The Internet is still based and run on the open architecture that the original creators put in place. Thus the Internet is what WE make it. I for one run my own mail, XMPP and other servers. You can to. It's not hard, it can even be fun. It is most definitely liberating.

So if Internet stores will still be around, and many,many, other Internet services will be around what are we really talking about losing in this supposed ad-blocking apocalypse? What would we loose? Twitter? (I doubt it, They have proven to be very agile and I'm sure they would adjust), Google, Facebook, and their lot? To that I say good riddance. To me and others these companies are a cancer on the Internet that we'll be glad to see the back of. Instant messaging? Nope. Many, Many, open, free and privacy respecting options that aren't based on advertising revenue. Plus it is trivial to set up an XMPP server these days and all XMPP servers can talk to other XMPP servers (if not messed up like FaceBook and Google did with theirs). So That'll still be around.

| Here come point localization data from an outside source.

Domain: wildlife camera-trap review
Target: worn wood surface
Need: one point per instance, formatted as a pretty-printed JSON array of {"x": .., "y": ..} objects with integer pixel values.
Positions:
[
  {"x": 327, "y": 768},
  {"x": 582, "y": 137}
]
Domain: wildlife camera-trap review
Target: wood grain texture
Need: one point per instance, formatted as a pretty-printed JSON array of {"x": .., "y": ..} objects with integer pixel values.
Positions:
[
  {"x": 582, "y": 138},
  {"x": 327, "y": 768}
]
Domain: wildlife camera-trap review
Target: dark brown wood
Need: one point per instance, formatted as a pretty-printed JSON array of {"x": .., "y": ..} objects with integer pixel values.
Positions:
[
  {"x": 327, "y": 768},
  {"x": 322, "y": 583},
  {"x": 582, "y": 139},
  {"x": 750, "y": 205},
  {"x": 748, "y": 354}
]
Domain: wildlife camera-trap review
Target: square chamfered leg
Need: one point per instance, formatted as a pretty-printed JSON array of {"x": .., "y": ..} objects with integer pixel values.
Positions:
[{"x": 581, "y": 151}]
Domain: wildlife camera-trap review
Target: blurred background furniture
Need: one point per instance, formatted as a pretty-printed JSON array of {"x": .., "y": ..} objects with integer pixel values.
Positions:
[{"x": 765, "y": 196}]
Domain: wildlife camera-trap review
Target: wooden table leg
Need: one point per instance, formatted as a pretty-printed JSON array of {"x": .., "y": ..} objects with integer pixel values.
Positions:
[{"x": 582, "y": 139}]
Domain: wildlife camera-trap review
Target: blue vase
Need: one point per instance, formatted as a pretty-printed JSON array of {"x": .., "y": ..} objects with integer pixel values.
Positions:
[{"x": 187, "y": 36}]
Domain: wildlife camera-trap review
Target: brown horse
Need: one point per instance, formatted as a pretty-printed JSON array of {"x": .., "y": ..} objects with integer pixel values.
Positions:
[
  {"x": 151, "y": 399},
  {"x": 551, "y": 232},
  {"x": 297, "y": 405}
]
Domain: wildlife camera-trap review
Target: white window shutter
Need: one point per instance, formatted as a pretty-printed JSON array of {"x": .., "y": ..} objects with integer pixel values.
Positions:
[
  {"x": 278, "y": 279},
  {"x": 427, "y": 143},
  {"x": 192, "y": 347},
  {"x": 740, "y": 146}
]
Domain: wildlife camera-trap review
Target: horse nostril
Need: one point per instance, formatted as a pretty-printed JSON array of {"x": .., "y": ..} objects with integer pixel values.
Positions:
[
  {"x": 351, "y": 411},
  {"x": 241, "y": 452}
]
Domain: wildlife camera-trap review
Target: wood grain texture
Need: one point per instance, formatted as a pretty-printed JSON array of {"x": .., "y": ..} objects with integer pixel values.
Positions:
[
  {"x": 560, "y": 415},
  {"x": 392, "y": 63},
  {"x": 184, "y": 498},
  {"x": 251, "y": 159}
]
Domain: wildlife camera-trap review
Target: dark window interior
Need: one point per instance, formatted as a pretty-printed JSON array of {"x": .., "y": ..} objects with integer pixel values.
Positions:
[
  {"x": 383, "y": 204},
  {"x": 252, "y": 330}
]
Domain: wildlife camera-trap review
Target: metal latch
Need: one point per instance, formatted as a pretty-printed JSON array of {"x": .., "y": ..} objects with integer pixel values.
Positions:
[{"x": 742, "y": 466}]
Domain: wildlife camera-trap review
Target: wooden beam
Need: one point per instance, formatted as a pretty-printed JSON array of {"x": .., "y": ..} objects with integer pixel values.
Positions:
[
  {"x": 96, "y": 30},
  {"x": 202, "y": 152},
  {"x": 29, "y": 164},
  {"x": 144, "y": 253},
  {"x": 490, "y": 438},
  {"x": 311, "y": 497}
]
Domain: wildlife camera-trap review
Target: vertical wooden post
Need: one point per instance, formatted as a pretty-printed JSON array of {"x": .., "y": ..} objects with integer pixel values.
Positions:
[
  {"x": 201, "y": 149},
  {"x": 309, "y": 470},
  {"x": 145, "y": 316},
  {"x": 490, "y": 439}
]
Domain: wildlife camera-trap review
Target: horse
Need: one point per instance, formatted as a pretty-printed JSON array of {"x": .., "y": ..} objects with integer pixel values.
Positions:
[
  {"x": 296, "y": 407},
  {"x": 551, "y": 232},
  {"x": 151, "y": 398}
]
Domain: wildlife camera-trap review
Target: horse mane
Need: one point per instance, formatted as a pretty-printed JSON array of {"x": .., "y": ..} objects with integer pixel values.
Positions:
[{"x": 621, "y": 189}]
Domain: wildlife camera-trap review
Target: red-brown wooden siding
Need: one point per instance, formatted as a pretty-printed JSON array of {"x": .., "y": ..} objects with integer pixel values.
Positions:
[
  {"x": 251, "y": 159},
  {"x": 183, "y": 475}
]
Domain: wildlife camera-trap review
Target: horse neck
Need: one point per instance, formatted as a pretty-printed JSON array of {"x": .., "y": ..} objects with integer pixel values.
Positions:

As far as I can see the only thing we would loose is services that are in the business of plundering your data to make money off of you. Would this really be a loss? I say no. I personally think everyone should run ad-blocking software, for two reasons. The current onslaught of advertising on the Internet makes many web pages close to unusable. And second, since the advertisers have all decided to ignore the "Do Not Track" header standard why the hell shouldn't I ignore them. Blocking ads protects my privacy and yours. If you decide to use ad-blocking, it will make websites load faster and browsers crash less often. It will save you bandwidth, and other computer resources. (which actually makes it a greener option). Why shouldn't you reclaim you privacy, your screen, your speed, your sanity? Because of some non-existant threat that the Internet will go away? I think not.

To help you get started here is a list of ad-blocking options. Find the ones that are right for you and start enjoying your privacy and browsing again.

UBlock - A faster more advanced blocker. Released under the GPLv3 License. It can use blocklist from Adblock Plus/Adblock Edge. AdBlock Plus - A GPL'd (freedom respecting, Copyleft ) plug-in for Firefox, Chrome and an Android app. It allows "acceptable" ads by default but you can easily turn that off.
Privoxy - A GPL'd, highly configurable http proxy that you can use to protect all devices in your home. A little more technical to set up then the plug-in but once up and running all you have to do is set all your devices to use it as their proxy and they are protected.
AdAway for Android - GPL'd, Requires a rooted device. I prefer it to Adblock Plus on my Android devices.
How To Block Ads via your HOSTS file - Technique works for Linux, Windows, Mac, Android, Etc. The page is geared towards windows users but the principal is the same on almost all platforms. There are links towards the bottom of the page for Linux,Mac, etc. Also there are many tools available that use this method. (AdAway above is one) So you can just DuckDuckGo around to find one you like.